What coaching achieves also flows into philosophical work: goals become clearer, life gains structure. But the development happens organically, out of clarity about the situation, not through standardized tools aimed at predetermined outcomes. The steps that emerge carry a commitment that no action plan can produce, because they arise from one’s own understanding rather than from an external prescription.
Four Dimensions of Philosophical Work
What a philosophical counselor brings into the encounter can be described along four dimensions. Logic — the capacity to uncover hidden contradictions and to test concepts against the phenomena they name. Tradition — an intellectual-historical cartography: familiarity with the great answers given to the fundamental questions of life across two and a half millennia. Contextual disclosure — the capacity to see through the prevailing thought-forms in which a person moves without noticing. And wisdom — a living faculty of orientation that guides judgment.
These four dimensions distinguish philosophical counseling from an accompaniment that relies on relationship and empathy alone. Martin Buber (1878–1965) provided a foundation with his philosophy of encounter: the conversation between I and Thou is not a technique but an in-between space where neither reduces the other to an object (Buber, 1923). Thinking empathy — a thinking that attunes itself to the essence of the other, and a feeling that thinks along — sustains this in-between space.
A Distinct Intellectual Lineage
Gwendolin Kirchhoff brings together Socratic maieutics, Buber’s encounter, and the natural philosophy of Jochen Kirchhoff (1944–2025), as developed in Was die Erde will (Kirchhoff, 2009) and Räume, Dimensionen, Weltmodelle (Kirchhoff, 1991), into an independent approach that consciously differs from Achenbach’s Philosophische Praxis — not through rejection, but through a different intellectual lineage. The third source sustaining this approach is the idea of a living cosmos: the human being is part of an ensouled nature, and the mechanistic worldview that severs this connection is not neutral science but an unspoken metaphysics.
The notion of a neutral, premise-free interlocutor is disingenuous. The key lies in making one’s own premises transparent. The philosophical counselor is not a blank screen for projection. She brings her own positions, makes them visible, and exposes them to the conversation. Judgment forms in this friction — not as analytical sharpness alone, but as the capacity to recognize what is essential in a singular situation.
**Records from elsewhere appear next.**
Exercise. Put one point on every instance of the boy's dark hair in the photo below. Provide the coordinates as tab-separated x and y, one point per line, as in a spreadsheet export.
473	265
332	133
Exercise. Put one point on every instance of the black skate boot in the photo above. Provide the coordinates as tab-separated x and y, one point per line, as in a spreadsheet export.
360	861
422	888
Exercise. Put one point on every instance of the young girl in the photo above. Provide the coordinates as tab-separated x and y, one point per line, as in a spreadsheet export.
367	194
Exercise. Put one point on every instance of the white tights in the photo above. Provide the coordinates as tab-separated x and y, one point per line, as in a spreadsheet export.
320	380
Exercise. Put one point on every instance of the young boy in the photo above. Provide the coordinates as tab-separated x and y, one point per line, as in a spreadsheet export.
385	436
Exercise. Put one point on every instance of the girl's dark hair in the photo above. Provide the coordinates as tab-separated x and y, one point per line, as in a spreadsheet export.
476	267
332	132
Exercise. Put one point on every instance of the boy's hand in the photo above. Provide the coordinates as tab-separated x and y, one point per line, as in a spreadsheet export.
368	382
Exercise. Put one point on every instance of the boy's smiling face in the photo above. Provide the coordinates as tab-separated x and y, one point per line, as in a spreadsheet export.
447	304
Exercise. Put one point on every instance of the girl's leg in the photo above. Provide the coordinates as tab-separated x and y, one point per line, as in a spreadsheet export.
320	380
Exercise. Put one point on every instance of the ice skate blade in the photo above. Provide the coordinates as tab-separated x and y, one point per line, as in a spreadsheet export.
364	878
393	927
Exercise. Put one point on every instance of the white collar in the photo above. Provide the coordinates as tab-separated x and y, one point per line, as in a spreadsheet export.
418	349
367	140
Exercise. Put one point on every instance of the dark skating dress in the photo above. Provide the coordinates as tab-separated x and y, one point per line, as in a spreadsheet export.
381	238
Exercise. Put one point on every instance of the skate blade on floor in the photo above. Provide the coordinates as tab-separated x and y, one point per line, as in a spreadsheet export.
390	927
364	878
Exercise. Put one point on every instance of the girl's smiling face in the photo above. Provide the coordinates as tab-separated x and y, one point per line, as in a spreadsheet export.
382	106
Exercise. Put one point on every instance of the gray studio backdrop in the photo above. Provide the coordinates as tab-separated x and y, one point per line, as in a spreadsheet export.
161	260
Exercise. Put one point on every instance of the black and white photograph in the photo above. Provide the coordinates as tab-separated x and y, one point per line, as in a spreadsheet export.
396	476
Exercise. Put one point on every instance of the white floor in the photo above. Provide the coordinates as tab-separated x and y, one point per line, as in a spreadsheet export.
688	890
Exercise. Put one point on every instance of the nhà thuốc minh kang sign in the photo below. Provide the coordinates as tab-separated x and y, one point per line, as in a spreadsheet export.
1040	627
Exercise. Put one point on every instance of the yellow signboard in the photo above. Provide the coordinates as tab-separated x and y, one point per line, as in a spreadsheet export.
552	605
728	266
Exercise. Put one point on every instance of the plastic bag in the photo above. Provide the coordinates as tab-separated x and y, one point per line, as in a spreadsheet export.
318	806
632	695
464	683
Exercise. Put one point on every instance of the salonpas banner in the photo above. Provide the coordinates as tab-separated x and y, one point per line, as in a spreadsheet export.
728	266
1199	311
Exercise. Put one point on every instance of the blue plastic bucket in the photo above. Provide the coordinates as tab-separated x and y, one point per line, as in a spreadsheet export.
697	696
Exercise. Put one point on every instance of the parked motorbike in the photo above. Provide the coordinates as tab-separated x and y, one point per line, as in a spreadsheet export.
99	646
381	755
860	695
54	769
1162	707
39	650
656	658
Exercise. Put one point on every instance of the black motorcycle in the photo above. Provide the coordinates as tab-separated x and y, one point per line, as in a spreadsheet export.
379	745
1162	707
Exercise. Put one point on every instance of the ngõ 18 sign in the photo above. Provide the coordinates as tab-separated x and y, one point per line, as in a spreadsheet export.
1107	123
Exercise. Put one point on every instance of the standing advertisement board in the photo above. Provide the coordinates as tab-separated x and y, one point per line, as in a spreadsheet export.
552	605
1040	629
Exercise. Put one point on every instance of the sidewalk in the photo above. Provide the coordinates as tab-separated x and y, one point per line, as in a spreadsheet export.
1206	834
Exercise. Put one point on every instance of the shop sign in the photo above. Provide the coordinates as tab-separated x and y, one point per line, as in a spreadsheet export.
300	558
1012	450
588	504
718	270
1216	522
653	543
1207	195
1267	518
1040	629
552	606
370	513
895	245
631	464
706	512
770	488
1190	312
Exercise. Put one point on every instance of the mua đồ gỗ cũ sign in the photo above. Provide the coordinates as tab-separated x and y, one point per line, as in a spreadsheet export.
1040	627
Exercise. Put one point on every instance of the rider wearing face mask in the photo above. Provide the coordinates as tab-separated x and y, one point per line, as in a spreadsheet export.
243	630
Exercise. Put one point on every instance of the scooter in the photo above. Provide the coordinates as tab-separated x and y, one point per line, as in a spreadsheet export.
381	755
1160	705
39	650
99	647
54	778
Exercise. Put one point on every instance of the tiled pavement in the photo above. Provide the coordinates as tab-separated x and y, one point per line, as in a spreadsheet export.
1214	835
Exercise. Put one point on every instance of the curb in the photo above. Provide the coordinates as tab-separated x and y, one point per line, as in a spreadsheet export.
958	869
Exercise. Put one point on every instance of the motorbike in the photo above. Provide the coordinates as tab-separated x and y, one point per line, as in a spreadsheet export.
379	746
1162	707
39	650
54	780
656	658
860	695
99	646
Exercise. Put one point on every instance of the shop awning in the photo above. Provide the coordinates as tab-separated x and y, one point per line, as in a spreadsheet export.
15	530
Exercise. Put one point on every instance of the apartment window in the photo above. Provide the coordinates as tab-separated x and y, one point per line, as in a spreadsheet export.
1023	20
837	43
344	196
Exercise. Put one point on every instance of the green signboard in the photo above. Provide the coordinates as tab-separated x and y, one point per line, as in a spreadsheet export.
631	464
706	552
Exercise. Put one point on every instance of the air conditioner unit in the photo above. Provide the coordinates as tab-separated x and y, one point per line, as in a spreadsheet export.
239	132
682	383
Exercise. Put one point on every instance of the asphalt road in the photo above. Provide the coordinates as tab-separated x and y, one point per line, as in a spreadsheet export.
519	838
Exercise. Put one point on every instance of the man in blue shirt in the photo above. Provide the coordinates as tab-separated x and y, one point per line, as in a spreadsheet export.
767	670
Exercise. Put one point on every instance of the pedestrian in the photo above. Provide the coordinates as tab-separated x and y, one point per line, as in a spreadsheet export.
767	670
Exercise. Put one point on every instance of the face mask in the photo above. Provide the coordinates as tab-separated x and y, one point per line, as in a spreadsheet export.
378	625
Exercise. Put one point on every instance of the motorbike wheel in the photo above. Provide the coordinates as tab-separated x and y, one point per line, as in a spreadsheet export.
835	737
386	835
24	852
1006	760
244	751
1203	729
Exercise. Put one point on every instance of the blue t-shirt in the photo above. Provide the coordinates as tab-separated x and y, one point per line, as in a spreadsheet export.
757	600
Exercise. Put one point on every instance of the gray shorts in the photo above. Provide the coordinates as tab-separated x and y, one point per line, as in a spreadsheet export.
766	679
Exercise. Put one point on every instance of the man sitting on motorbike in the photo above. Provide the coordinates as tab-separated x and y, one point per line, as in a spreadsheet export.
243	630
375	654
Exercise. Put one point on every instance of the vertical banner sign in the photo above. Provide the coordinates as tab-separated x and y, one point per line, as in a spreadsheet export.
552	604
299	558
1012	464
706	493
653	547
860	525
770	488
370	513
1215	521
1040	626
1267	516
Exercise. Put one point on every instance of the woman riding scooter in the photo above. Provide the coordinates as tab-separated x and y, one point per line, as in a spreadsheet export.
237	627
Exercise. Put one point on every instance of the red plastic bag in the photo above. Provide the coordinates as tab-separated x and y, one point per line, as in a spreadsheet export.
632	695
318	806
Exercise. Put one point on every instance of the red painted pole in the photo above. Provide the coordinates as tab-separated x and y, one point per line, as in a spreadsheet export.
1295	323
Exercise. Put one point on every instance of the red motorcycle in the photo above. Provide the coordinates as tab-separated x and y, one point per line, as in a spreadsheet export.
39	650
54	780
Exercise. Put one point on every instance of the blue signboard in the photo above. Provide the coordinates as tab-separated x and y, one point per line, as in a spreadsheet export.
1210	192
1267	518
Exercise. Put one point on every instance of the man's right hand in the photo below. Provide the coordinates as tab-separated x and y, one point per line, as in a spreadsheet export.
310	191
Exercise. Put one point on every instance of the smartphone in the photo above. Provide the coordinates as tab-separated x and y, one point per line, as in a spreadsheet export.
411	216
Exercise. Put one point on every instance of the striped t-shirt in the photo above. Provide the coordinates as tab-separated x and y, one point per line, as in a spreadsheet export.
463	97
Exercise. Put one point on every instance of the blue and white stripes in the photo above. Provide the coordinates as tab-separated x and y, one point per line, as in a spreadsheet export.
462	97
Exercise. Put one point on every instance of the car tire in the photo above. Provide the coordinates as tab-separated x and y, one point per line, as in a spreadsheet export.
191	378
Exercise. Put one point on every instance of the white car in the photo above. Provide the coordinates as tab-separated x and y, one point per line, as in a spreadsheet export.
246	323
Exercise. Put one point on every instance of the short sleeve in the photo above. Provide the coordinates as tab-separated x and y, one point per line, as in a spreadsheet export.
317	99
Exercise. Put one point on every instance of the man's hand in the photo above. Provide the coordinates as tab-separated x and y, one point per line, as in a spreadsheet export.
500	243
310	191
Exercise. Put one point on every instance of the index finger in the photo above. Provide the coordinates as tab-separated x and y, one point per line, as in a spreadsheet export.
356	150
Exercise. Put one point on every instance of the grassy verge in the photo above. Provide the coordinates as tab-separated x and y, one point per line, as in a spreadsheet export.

Those who seek philosophical counseling rarely come because a symptom is present. More often it is an inner question that cannot yet be fully articulated. When you enter such a conversation, you meet someone who brings these four dimensions and makes them available to the dialogue. The offer is to give your question a space for thinking — a space where it can unfold without being immediately converted into a solution. What emerges is clarity: not in the sense of a ready-made answer, but in the sense of a sharpened view of your own situation and the questions that lie within it.
Philosophical accompaniment describes the concrete framework in which this work takes place. Maieutics deepens the Socratic tradition of dialogue and its correction. And thinking empathy names the epistemic stance that carries the conversation from within.
Sources
- Achenbach, G. B. (1984). Philosophische Praxis. Cologne: Jürgen Dinter.
- Buber, M. (1923). Ich und Du [I and Thou]. Leipzig: Insel.
- Kirchhoff, J. (1991). Räume, Dimensionen, Weltmodelle: Impulse für eine andere Naturwissenschaft. Reinbek: Rowohlt.
- Kirchhoff, J. (2009). Was die Erde will: Mensch, Natur und die Frage des Lebendigen. Munich: Driediger.
- Plato, Apology (c. 399 BC). The defence of Socratic examination.
- Plato, Theaetetus (c. 369 BC). Socrates’ account of himself as a midwife of ideas, particularly 148e–151d.